Que no haya ningún niño. Excepto que están cegados por el deseo, son culpables quienes abandonan sus deberes, lo cual ablanda el alma, es decir, por el trabajo.
Pero para que veáis de dónde viene todo ese error de quienes acusan el placer y alaban el dolor, os revelaré todo el asunto y os explicaré las mismas cosas que dijo aquel descubridor de la verdad y como artífice de una vida feliz.

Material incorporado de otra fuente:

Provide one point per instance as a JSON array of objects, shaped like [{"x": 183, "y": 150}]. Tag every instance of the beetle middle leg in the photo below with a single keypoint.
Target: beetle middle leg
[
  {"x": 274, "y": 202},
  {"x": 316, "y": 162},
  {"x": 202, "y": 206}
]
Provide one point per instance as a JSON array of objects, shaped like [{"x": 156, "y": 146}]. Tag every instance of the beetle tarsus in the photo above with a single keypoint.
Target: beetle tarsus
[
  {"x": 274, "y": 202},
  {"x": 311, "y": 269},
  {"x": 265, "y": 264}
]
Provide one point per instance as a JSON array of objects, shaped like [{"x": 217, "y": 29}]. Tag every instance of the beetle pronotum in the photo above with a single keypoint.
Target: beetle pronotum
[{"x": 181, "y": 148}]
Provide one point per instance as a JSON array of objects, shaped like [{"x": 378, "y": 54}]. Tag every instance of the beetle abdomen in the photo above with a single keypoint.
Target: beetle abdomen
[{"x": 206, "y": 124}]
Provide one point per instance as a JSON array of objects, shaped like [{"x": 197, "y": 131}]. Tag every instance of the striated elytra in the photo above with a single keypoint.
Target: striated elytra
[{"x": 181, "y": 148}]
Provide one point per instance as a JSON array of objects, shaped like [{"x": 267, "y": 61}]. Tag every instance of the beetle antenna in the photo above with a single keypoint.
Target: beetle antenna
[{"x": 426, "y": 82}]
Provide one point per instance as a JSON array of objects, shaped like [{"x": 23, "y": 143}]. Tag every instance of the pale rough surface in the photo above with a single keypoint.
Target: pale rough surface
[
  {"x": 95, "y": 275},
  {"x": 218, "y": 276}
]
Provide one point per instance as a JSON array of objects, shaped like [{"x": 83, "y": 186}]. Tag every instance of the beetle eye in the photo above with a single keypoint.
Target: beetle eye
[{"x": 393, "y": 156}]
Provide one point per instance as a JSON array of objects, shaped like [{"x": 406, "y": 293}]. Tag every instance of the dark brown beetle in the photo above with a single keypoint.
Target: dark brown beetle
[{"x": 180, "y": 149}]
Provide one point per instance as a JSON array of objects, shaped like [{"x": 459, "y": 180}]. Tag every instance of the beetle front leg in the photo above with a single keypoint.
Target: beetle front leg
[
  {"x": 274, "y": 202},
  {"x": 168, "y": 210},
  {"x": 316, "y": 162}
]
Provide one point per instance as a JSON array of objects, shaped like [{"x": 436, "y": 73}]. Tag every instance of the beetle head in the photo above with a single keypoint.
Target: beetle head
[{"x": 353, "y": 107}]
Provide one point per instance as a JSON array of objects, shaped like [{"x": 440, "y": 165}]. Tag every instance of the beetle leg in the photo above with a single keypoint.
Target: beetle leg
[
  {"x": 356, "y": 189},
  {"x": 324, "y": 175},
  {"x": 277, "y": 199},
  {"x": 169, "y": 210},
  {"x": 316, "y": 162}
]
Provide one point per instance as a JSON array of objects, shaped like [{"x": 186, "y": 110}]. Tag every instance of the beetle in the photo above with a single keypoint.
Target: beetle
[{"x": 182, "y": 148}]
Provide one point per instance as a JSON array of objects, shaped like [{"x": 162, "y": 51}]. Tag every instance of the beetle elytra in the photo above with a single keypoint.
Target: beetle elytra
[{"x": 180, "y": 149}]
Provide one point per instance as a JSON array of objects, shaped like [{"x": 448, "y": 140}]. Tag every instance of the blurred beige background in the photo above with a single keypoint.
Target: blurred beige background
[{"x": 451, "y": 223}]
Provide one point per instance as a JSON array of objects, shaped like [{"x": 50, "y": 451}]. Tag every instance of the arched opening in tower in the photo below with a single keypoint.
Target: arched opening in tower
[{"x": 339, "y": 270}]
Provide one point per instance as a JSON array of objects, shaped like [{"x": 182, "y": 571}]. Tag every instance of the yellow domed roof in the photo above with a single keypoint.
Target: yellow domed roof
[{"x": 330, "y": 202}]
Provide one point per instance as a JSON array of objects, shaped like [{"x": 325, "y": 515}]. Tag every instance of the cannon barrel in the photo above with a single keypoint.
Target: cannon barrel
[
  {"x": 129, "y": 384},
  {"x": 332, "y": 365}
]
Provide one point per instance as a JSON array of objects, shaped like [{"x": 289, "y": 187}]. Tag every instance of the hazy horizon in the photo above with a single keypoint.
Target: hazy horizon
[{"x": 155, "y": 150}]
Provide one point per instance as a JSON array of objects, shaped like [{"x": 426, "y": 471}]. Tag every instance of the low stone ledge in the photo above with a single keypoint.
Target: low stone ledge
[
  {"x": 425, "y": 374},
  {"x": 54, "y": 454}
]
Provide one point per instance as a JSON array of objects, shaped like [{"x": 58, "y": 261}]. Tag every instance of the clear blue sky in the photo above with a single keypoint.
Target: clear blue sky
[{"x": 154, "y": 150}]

Ni hay nadie que ame, persiga o busque obtener el dolor mismo porque es dolor, sino porque a menudo ocurren ocasiones en que busca algún gran placer mediante el trabajo y el dolor. Porque, para decirlo suavemente, ¿quién de nosotros emprende algún ejercicio físico laborioso a menos que espere obtener algún beneficio de ello?

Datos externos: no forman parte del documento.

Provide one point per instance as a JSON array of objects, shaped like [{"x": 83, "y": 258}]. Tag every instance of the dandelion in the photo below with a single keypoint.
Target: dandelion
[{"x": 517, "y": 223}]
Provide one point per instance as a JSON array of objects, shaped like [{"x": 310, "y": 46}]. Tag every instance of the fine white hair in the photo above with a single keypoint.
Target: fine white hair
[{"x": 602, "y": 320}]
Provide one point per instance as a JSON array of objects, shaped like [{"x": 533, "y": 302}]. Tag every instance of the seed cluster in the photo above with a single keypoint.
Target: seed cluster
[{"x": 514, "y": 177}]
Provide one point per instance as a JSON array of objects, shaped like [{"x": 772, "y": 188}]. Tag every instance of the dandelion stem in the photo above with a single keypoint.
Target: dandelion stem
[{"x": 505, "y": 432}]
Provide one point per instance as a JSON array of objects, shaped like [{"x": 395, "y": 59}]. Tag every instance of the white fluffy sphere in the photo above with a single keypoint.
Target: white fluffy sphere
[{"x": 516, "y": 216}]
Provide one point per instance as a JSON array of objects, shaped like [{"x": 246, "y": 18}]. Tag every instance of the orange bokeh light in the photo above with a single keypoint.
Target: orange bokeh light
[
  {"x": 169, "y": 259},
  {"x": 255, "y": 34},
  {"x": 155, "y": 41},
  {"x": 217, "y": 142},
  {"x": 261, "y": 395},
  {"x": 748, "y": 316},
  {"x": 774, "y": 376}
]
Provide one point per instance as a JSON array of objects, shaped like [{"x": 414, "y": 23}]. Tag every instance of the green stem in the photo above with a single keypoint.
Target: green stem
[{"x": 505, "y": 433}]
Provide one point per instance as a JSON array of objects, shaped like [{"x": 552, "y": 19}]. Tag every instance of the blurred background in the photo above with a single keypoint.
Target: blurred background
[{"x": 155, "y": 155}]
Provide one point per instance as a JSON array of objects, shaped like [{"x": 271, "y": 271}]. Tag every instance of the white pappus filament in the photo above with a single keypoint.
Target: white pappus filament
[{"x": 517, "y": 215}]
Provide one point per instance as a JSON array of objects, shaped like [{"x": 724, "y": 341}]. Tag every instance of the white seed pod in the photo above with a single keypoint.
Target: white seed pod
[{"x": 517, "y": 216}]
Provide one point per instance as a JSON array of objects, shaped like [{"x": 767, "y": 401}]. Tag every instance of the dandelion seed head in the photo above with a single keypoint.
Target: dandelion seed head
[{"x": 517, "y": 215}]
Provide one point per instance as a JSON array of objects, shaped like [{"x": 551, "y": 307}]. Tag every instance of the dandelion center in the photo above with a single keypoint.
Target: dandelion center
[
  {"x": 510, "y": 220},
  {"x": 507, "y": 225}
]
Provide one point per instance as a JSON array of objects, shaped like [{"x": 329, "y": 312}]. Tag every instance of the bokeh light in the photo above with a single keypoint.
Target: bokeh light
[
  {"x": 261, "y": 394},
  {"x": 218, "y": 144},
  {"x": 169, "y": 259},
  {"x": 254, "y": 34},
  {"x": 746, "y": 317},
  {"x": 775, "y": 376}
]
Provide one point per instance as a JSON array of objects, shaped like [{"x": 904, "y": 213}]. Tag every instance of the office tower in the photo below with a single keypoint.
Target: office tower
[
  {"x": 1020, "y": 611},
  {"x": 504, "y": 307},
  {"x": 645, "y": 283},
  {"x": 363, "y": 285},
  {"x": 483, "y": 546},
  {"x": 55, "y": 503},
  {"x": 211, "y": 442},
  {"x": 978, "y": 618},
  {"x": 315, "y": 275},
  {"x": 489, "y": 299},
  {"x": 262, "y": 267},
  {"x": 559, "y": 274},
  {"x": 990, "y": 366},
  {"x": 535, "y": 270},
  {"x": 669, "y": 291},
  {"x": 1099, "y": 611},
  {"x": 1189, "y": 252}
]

Pero nosotros acusamos y consideramos más merecedores de justo odio a quienes, apaciguados y corrompidos por los atractivos de los placeres presentes, cegados por la codicia, no prevén los dolores y las molestias que han de sufrir. Y aquellos que abandonan sus deberes por debilidad de espíritu, es decir, por evitar trabajos y dolores, son igualmente culpables.
Pero ¿quién podría culpar con razón a quien desea estar en ese placer que no produce incomodidad, o a quien evita ese dolor que no produce placer?
Pero en ciertas ocasiones, ya sea por deberes o por necesidades de la vida, sucederá con frecuencia que sea necesario rechazar los placeres y no rehusar las molestias. Por lo tanto, el hombre sabio está obligado a elegir estas cosas, de modo que, o bien rechazando los placeres mayores, puede alcanzar otros, o bien soportando dolores más severos puede rechazarlos.
Lorem ipsum dolor sit amet, consectetur adipisicing elit, sed do eiusmod tempor incididunt ut labore et dolore magna aliqua. En efecto, para ir al grano, ¿quién realizaría cualquier tipo de trabajo si no fuera para obtener algún beneficio de él?
«Dos ahora irure dolor en reprender en placer quieren ser un cillum dolor eu huir»
Porque nadie desprecia, odia ni huye del placer mismo porque es placer, sino porque grandes dolores siguen a quienes no saben seguir el placer con la razón.
Y, de hecho, la distinción entre estas cosas es fácil y directa. Porque en el tiempo libre, cuando tenemos libre elección y nada nos impide hacer lo que más nos agrada, todo placer debe ser abrazado y todo dolor repelido.